How did you become a historical materialist? You began life in Montreal in an Anglo Canadian family. When you look back over the years, how did you come to this very large, rich, and diverse theoretical viewpoint?

When I was at McGill University studying history, I was not only studying history in the sense of certain times and places — medieval, modern, European or Canadian, and so forth; but I also began to think about what is the nature of history. In that regard, one of the things I read was a book called The Idea of History, a collection of lectures and papers by R.G. Collingwood put together and published after Collingwood died. It is a rather coherent collection and it showed me a way of thinking about the nature of history as a form of knowledge. And that stuck with me pretty well through my life. I keep going back to it. Collingwood began with the study of Giambattista Vico who lived in the 18th century in Naples. He was a counterpoint to the Enlightenment. René Descartes, the great father of modern science, theorized the method of modern science based on the separation of the observer from the observed. Vico was more aware of the unity of observer and observed – of how the individual was creating the world through his thought and actions.

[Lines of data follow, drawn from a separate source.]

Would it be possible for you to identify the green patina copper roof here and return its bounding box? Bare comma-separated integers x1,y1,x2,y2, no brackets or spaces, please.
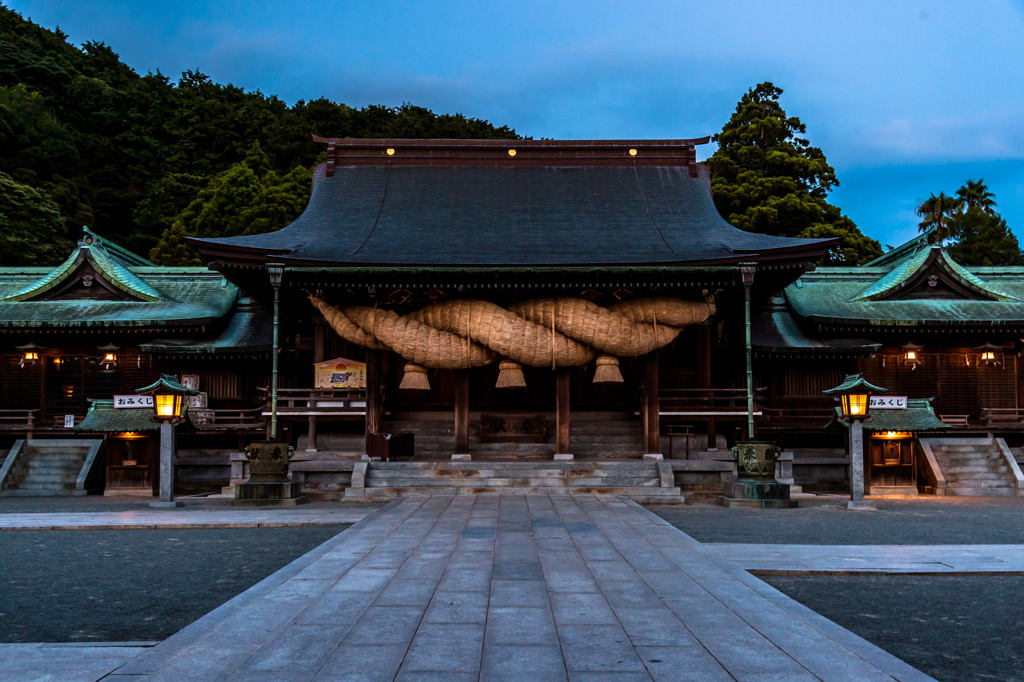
833,398,949,432
0,229,164,303
0,230,239,330
135,374,199,395
853,246,1018,301
74,399,160,433
139,298,273,354
784,241,1024,328
821,374,889,395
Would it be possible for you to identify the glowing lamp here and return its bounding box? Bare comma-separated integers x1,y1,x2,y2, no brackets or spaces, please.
975,341,1002,367
14,342,46,367
822,374,887,421
903,343,922,370
135,374,199,423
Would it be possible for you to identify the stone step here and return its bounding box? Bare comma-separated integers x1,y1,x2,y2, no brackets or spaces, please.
369,459,657,472
366,476,660,487
345,486,684,504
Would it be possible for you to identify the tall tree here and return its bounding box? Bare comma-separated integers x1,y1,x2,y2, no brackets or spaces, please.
707,83,882,264
939,180,1024,266
956,178,995,215
916,191,962,244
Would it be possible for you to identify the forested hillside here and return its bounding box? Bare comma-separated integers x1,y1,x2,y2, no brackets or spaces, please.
0,6,517,265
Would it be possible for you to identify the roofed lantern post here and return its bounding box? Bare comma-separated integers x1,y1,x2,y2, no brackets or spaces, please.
135,374,199,509
822,374,888,509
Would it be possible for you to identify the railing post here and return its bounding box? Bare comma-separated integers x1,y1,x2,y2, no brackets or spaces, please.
266,263,285,440
739,263,757,440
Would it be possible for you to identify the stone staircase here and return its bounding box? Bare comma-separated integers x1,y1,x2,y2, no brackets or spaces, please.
345,456,683,504
922,438,1024,496
0,440,102,497
384,413,644,461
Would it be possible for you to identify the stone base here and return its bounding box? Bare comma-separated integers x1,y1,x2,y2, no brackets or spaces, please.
150,500,185,509
227,480,309,507
718,496,800,509
718,478,800,509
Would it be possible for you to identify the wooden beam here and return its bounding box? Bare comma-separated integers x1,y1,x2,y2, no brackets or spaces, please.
454,370,469,455
555,367,572,455
366,349,384,452
643,350,662,455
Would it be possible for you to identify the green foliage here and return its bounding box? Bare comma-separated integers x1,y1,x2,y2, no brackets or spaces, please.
707,83,882,264
0,173,71,266
150,142,312,265
0,5,518,262
937,179,1024,266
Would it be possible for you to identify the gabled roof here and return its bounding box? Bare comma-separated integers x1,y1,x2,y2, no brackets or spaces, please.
0,228,163,302
188,138,835,267
784,236,1024,332
0,230,239,330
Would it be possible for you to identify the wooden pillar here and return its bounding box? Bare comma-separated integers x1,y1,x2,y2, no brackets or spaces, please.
555,367,572,455
697,325,718,450
643,350,662,455
306,315,327,453
366,349,384,452
453,370,469,455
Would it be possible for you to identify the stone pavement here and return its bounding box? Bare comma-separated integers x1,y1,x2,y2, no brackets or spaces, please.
99,495,931,682
0,508,373,530
705,544,1024,576
0,642,156,682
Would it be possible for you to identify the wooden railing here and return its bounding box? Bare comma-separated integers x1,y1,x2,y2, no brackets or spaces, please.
658,388,761,419
0,410,39,433
256,388,367,417
188,408,266,431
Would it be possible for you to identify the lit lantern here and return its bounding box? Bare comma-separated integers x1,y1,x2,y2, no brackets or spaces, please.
14,342,46,367
822,374,887,420
975,341,1002,367
903,343,923,370
135,374,199,423
96,343,121,372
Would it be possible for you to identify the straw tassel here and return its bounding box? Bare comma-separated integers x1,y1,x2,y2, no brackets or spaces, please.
398,363,430,391
594,355,623,384
495,360,526,388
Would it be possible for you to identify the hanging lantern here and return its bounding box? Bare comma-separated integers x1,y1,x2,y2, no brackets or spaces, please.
903,343,924,370
398,363,430,391
594,355,623,384
495,359,526,388
14,342,46,368
96,343,121,372
975,341,1002,367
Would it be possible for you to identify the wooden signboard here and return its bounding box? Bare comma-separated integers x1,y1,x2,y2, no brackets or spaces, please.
480,415,548,442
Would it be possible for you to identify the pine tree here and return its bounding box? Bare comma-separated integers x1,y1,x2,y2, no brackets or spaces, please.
707,83,882,264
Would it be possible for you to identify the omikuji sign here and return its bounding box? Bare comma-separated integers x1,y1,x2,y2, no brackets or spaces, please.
114,395,153,410
871,395,906,410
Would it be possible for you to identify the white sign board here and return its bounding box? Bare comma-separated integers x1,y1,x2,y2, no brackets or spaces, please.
114,395,153,410
871,395,906,410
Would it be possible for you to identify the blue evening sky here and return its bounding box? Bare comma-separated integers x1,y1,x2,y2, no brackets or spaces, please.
7,0,1024,245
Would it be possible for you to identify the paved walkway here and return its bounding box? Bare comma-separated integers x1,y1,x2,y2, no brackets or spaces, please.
0,508,374,530
705,544,1024,576
106,496,931,682
0,642,156,682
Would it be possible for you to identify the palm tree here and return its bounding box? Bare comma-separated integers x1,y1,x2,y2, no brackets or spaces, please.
956,178,995,215
916,191,962,244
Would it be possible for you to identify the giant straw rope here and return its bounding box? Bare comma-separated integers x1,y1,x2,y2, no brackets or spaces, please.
309,296,715,385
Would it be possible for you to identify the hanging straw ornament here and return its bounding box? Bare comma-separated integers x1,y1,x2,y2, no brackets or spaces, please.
594,355,623,384
398,363,430,391
495,359,526,388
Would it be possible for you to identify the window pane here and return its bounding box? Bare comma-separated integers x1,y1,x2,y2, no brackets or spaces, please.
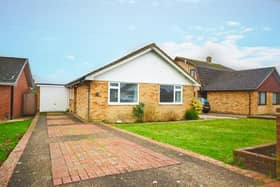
175,91,181,103
110,83,119,87
110,88,118,102
160,85,174,103
272,93,277,105
120,83,138,103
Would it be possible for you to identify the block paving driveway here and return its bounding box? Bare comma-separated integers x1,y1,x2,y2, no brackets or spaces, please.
8,114,259,186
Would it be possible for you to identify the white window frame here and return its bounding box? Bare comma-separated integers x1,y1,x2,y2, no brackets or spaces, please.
108,82,139,105
159,84,183,105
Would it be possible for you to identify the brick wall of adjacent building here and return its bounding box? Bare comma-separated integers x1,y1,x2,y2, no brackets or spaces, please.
84,81,195,122
207,91,280,115
0,86,11,120
14,68,29,118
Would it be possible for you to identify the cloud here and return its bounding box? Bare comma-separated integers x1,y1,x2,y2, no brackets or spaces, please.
226,21,241,27
65,55,76,61
160,35,280,72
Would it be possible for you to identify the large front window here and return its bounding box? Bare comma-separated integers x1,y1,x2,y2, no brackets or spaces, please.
272,93,280,105
259,92,266,105
160,85,182,104
109,82,138,104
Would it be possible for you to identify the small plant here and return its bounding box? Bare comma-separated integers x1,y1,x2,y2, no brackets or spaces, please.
185,108,199,120
132,103,144,123
192,99,203,114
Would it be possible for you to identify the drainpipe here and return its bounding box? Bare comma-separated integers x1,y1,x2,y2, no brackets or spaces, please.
87,81,90,121
248,92,252,116
10,86,14,119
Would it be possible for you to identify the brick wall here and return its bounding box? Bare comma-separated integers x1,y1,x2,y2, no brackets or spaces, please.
252,91,280,114
14,67,29,118
207,91,249,115
87,81,194,122
0,86,11,120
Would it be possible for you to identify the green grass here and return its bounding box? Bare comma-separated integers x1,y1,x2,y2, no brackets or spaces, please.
116,119,276,164
0,120,31,165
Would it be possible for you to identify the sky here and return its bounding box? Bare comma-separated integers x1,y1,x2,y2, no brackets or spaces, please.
0,0,280,83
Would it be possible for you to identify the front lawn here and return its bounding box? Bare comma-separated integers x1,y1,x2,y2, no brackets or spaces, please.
116,119,276,163
0,120,32,165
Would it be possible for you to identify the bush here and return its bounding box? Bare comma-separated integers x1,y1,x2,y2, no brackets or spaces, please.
192,99,203,114
132,103,144,123
185,108,199,120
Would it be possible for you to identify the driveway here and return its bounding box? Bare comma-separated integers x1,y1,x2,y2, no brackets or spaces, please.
8,114,259,186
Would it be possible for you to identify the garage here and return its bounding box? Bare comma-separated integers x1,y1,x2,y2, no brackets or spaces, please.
37,83,69,112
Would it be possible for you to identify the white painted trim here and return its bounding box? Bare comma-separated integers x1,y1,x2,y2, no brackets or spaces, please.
85,47,201,87
85,48,152,80
153,48,200,86
108,81,140,106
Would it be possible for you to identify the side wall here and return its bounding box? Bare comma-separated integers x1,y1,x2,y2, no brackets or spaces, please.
88,81,195,122
14,67,29,118
0,86,11,121
207,91,249,115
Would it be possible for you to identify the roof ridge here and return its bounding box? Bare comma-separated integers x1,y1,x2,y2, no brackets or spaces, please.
236,66,276,72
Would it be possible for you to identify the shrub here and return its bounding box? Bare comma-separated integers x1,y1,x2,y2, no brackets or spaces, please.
192,99,203,114
132,103,144,123
185,108,199,120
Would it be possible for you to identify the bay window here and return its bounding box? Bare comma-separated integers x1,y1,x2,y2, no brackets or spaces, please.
160,85,182,104
109,82,138,104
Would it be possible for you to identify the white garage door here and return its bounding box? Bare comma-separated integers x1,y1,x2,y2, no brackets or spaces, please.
39,85,69,112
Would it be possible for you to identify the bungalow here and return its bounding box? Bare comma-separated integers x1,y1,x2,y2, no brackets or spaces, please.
175,57,280,115
0,57,34,120
66,44,200,122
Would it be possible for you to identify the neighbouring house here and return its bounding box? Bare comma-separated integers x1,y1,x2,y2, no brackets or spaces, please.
175,57,280,115
0,57,34,120
66,44,200,122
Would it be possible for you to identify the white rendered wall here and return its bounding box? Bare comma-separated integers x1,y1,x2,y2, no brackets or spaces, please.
87,51,192,85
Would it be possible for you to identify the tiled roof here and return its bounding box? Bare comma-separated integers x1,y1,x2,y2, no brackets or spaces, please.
0,57,33,86
203,67,279,91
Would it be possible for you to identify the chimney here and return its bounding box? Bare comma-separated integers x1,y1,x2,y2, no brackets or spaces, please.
206,56,212,63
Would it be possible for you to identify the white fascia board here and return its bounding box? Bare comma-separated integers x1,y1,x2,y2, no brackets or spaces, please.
85,48,152,80
153,48,201,86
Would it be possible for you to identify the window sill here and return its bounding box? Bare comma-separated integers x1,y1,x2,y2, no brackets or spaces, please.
159,103,183,105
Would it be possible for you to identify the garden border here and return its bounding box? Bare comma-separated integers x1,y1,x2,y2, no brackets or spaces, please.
0,113,40,187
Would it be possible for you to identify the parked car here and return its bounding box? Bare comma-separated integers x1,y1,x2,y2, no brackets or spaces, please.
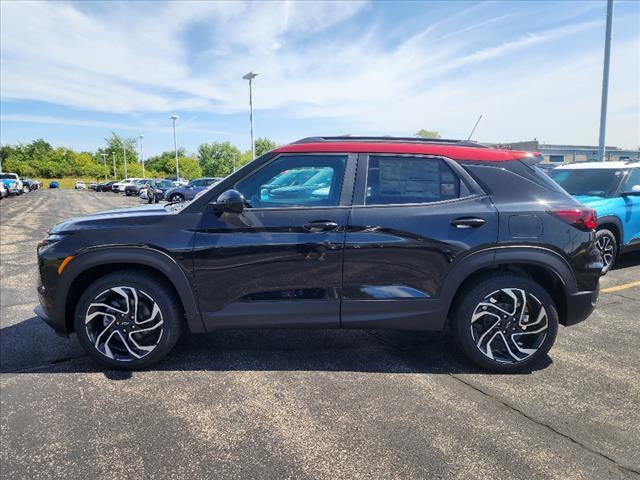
96,180,116,192
260,168,318,198
147,179,178,203
165,177,222,202
0,173,23,195
549,162,640,273
20,178,39,193
36,137,602,372
124,178,149,197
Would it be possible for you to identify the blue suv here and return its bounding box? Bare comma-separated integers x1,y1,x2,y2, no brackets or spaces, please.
549,162,640,273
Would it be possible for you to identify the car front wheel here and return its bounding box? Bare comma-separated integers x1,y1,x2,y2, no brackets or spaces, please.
451,274,558,373
596,228,618,274
75,271,182,370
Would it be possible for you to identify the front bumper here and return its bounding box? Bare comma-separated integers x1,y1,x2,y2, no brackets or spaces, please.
33,305,69,337
563,284,600,327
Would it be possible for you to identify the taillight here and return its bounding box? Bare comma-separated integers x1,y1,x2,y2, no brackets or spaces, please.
549,207,598,232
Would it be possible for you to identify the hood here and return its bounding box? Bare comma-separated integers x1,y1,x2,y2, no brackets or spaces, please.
51,204,174,233
573,195,609,208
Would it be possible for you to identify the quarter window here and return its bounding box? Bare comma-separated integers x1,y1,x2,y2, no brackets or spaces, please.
366,156,469,205
236,155,347,208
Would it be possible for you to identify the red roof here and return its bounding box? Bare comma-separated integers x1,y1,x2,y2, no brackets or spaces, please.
274,141,532,162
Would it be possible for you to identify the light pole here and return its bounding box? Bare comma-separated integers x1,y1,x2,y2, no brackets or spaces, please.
138,135,145,178
169,115,180,182
242,72,258,160
100,153,109,180
122,140,129,180
598,0,613,162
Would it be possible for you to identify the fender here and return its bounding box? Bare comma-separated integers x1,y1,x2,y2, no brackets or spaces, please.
440,245,578,309
56,246,205,333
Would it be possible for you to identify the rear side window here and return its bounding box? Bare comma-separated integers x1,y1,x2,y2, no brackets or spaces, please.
365,155,469,205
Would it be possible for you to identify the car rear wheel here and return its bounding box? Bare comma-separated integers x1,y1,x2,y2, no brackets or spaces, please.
451,274,558,373
596,228,618,274
75,271,182,370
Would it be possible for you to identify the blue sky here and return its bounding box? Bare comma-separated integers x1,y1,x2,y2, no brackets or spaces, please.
0,1,640,155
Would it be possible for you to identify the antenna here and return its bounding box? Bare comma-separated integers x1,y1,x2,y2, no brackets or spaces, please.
467,115,482,142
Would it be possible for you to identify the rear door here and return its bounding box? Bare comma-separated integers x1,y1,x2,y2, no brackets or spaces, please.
620,167,640,247
194,153,356,330
341,155,498,329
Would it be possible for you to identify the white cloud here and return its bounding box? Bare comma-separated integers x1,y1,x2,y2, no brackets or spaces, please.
0,1,640,146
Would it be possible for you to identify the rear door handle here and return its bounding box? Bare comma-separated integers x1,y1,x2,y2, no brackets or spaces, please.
451,217,487,228
304,220,338,232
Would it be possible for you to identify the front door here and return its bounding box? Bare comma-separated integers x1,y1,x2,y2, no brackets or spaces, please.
194,154,356,330
342,155,498,330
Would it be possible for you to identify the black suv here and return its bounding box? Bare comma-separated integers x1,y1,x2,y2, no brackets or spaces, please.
36,137,602,372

Later, when I began to study Marxism, I was constantly comparing the Marxist theory of history with Vico’s. Karl Marx thought in terms of a progressive history, history leading towards an ideal end, an end that was going to result in a communist society. Vico was concerned with history as a cyclical process and the organic way societies evolve from birth to maturity and decline with the possibility of rebirth and a new cycle beginning. It was a very different concept of history from the Enlightenment view of progress towards some ultimate goal.

As an innate pessimist, I found Vico’s conception more compatible with what I understood about the world. So, when I came to reflect upon Marxism, I thought that Antonio Gramsci approached it from perhaps a more subjective – a more Vician — point of view. This was the point of view of ideas, motivations, and the creation of the collective will to change, something that Gramsci derived from Georges Sorel. Sorel is another person I keep returning to who influenced my thinking – especially his idea of the social myth and the way an idea is inserted into the collective consciousness and becomes a powerful force for change.